Letters to Stagnant Christians #12: The Paralysis of Analysis

Letters to Stagnant Christians #12: The Paralysis of Analysis

Plenty of Christians have found deeply satisfying and intellectually sophisticated answers to questions that troubled them. But they always found them because they were walking with God at the time, moving in His direction, obeying what they already knew, while waiting on Him to teach them further. The man refusing to budge until he gets answers is really the child with a folded-arms sulky posture: demanding God give an account to him of the secrets of the universe or he’ll refuse to come along. The book of Job answers the man demanding explanations by saying that the answers are a lot more than you could comprehend. Trust and submit to what you do understand, and do not presume that you could squeeze the ocean of God’s ways into the the 2 litre bottle of your own intellect.

Dear Jeremy,

It’s always enjoyable to spend time discussing theology with someone like you. You have a very fertile imagination and a robust logic, which combine for stimulating conversation.

Your strength is also your Achilles heel. It is your intellectual aptitude that is your enemy when it comes to the things of faith. You are one of those Christians who gets “stuck in his head”, and hopes to think his way out of the problem. When he can’t, he assumes the only explanation must be that Christianity is faulty (for if it were not, his brilliance would have solved the mental conundrum, right?).

We call this the paralysis of analysis: the Christian who becomes immobile in his devotion, commitment, or even Christian relationships, because he has to “solve” the problem in his mind first. The problem can be of many kinds: how does Christian growth happen, how does prayer really work, how does God’s sovereignty correspond with human choice, how does God’s foreknowledge work with human sinfulness, why does evil exist in a world made by God, why are there so many religions, what happens to those who have not heard the Gospel, could there really be an eternal hell, or many other questions.

Now most thinking Christians face and tackle these questions in some form and at some point in their lives. The difference between them and you is that other Christians integrate these questions into the broader experience of being a Christian. The Christian experience is more than a mental, cerebral experience of problem-solving: it is a life of loving, obeying, serving, and worshipping. In your case, however, these questions become like errors in an equation that must be solved before proceeding one step further. You become fixated on them, chase them around and around, and become quite despondent if you are unable to resolve them in your head.
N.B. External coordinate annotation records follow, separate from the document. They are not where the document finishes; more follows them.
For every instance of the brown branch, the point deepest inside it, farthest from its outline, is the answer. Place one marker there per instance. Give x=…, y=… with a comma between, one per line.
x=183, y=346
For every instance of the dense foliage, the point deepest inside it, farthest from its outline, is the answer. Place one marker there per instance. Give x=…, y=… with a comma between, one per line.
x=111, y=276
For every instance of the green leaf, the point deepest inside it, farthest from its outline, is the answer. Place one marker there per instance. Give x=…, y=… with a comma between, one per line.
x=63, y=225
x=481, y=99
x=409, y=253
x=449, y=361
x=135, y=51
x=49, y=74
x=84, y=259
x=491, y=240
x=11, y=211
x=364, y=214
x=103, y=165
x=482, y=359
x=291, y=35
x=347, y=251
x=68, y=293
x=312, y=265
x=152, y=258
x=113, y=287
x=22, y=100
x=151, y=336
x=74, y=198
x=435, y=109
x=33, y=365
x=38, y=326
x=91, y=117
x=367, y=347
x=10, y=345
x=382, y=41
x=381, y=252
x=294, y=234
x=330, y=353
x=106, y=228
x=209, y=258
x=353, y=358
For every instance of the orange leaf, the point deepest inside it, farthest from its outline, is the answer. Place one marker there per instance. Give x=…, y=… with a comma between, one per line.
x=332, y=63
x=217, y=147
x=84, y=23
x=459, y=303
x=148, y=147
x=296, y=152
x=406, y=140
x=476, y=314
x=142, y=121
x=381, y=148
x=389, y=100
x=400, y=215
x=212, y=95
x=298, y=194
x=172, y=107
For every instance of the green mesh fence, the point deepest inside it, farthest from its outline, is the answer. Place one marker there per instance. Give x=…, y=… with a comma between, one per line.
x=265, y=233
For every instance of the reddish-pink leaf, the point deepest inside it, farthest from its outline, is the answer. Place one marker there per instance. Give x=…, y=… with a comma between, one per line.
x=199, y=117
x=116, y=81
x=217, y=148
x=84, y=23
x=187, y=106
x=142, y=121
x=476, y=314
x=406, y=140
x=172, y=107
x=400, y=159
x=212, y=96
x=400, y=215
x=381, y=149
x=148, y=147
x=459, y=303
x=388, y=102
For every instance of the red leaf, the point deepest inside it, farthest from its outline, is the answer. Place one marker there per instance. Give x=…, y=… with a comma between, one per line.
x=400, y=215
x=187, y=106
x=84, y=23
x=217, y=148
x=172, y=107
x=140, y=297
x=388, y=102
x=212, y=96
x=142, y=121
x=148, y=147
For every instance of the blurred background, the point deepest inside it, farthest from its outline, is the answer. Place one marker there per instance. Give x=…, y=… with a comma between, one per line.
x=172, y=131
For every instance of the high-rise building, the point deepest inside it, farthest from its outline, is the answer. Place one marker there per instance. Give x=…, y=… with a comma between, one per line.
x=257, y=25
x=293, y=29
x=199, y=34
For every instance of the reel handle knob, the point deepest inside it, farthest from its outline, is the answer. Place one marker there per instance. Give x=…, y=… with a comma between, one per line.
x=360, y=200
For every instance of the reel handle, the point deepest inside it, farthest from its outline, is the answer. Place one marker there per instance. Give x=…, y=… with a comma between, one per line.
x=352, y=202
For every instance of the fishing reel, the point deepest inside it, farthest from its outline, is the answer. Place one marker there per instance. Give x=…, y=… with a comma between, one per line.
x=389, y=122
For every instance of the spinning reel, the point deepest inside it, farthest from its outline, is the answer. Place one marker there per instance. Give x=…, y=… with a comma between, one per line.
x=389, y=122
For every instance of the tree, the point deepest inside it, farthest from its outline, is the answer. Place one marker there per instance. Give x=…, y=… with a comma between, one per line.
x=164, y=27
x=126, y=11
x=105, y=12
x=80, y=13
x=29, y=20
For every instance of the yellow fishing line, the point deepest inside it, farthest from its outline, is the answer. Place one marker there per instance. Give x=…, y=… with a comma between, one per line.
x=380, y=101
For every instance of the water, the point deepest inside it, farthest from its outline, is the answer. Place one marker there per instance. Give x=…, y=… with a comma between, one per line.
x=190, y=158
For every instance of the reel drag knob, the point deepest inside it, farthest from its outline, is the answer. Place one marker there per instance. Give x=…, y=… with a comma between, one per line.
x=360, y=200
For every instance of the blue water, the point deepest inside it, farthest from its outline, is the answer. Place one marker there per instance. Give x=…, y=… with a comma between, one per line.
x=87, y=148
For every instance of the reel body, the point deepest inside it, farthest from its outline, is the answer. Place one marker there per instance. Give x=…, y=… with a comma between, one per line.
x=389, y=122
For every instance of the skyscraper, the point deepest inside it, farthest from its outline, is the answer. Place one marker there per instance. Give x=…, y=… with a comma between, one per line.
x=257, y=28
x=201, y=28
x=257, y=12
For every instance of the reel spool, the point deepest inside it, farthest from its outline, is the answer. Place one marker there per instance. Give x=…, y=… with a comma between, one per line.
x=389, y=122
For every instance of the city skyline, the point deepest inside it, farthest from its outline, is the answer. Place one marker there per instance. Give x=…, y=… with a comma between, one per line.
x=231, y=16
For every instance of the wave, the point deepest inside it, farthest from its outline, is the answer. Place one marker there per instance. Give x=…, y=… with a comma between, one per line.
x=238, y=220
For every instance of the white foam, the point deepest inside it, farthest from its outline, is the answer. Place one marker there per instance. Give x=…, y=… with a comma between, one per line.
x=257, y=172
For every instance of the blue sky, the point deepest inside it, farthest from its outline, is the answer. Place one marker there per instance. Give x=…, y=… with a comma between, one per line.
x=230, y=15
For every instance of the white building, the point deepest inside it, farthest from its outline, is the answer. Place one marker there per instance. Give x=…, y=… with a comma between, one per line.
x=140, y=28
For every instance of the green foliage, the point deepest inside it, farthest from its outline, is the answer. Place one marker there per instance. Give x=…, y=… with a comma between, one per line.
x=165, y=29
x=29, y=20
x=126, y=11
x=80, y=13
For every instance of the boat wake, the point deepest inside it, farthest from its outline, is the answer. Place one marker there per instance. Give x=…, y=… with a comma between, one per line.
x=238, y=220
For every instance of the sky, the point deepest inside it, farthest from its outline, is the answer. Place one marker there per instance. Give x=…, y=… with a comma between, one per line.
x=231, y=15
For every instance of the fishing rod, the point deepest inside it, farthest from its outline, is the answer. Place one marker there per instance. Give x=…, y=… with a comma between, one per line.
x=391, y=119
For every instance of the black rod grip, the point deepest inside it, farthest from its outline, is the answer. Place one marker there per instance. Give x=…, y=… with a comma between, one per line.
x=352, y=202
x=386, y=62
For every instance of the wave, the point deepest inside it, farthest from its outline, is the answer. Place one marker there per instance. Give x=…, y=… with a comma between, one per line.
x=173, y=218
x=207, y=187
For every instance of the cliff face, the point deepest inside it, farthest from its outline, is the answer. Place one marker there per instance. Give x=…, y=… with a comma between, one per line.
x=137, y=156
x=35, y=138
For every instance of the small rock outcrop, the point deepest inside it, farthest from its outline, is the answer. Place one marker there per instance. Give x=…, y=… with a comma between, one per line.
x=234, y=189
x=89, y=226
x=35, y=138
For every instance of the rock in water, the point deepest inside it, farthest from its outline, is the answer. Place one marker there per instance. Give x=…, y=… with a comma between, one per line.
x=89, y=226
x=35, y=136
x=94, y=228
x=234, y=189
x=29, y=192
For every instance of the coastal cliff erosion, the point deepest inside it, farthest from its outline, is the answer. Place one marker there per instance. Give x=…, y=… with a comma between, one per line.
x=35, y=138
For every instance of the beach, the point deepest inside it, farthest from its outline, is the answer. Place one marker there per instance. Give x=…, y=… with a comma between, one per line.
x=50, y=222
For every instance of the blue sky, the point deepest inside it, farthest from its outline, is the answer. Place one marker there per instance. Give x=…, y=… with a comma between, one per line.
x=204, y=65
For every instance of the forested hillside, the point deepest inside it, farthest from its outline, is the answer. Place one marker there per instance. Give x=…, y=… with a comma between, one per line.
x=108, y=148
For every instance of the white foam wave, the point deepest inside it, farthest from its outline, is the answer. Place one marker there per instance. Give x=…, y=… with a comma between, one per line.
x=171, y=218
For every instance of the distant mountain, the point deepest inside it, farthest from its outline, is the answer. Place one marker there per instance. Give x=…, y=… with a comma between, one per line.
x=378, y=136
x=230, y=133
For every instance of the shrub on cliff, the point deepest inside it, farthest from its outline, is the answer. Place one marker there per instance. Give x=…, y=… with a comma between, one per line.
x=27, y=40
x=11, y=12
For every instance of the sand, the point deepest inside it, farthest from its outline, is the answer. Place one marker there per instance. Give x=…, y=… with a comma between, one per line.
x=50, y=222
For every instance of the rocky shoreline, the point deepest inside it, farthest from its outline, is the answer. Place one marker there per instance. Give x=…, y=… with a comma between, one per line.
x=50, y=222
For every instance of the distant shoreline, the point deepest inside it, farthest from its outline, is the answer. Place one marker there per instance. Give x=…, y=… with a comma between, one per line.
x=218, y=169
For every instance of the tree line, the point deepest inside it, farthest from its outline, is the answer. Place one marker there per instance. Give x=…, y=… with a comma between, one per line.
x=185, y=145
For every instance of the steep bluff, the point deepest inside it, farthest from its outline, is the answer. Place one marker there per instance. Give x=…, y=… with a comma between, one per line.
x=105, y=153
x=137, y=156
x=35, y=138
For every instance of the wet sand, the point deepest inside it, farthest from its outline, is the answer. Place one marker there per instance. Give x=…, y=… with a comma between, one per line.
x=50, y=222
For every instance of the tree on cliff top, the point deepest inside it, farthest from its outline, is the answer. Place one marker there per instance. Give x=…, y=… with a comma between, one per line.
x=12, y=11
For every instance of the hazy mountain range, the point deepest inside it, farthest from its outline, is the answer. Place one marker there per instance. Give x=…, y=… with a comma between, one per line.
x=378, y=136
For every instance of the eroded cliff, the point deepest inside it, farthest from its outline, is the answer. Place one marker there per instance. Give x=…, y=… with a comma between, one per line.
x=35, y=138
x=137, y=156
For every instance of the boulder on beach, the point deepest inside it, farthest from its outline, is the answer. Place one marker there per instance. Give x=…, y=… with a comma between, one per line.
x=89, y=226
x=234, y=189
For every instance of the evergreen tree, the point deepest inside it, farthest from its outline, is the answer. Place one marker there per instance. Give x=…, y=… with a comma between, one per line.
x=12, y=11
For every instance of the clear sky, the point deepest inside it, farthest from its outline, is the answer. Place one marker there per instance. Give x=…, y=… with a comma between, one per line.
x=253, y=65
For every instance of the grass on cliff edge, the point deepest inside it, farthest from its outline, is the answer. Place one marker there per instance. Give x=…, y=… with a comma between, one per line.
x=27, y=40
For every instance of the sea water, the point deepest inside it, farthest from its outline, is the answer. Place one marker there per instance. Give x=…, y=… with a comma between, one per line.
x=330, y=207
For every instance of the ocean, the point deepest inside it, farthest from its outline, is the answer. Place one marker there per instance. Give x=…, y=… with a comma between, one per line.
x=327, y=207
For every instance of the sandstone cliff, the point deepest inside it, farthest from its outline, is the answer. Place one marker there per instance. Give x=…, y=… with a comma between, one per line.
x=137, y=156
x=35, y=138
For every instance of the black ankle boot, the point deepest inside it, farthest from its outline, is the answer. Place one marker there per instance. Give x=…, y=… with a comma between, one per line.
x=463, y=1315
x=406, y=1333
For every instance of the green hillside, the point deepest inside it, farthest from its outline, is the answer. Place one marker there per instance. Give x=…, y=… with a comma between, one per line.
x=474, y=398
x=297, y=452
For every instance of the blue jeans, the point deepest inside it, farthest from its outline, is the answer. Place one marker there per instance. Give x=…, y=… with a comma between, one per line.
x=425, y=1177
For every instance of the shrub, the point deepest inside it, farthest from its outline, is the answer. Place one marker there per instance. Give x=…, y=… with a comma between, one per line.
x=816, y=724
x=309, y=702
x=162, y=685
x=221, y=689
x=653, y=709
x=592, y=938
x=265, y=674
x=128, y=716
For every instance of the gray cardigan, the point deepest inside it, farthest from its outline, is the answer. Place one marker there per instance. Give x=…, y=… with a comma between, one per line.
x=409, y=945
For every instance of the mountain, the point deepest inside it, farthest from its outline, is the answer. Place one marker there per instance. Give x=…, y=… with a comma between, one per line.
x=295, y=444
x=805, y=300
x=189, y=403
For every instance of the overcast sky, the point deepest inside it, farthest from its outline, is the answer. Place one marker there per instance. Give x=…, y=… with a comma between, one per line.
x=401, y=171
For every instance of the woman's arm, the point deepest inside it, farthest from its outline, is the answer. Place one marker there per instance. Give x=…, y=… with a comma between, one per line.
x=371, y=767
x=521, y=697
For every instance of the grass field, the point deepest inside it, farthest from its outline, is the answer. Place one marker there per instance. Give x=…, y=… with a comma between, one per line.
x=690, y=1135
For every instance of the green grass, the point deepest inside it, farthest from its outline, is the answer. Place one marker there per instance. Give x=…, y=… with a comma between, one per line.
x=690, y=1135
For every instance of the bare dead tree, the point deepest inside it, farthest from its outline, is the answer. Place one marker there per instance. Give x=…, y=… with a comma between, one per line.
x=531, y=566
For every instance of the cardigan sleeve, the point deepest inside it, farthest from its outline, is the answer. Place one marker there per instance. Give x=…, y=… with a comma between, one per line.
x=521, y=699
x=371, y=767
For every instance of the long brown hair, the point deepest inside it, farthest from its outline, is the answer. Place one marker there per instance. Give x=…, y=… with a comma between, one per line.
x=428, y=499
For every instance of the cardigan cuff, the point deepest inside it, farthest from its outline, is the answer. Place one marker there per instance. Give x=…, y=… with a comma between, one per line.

What you cannot see is that it is quite arrogant to reduce the Christian life, and indeed all of life, into mental events taking place inside your head. While you chase these questions as if all of life depended on it, there are all kinds needs around you: people needing to be loved, served, and helped. And you cannot see that while you magnify these questions into all-consuming dilemmas, you are being quite lazy, neglectful, and irresponsible in other areas.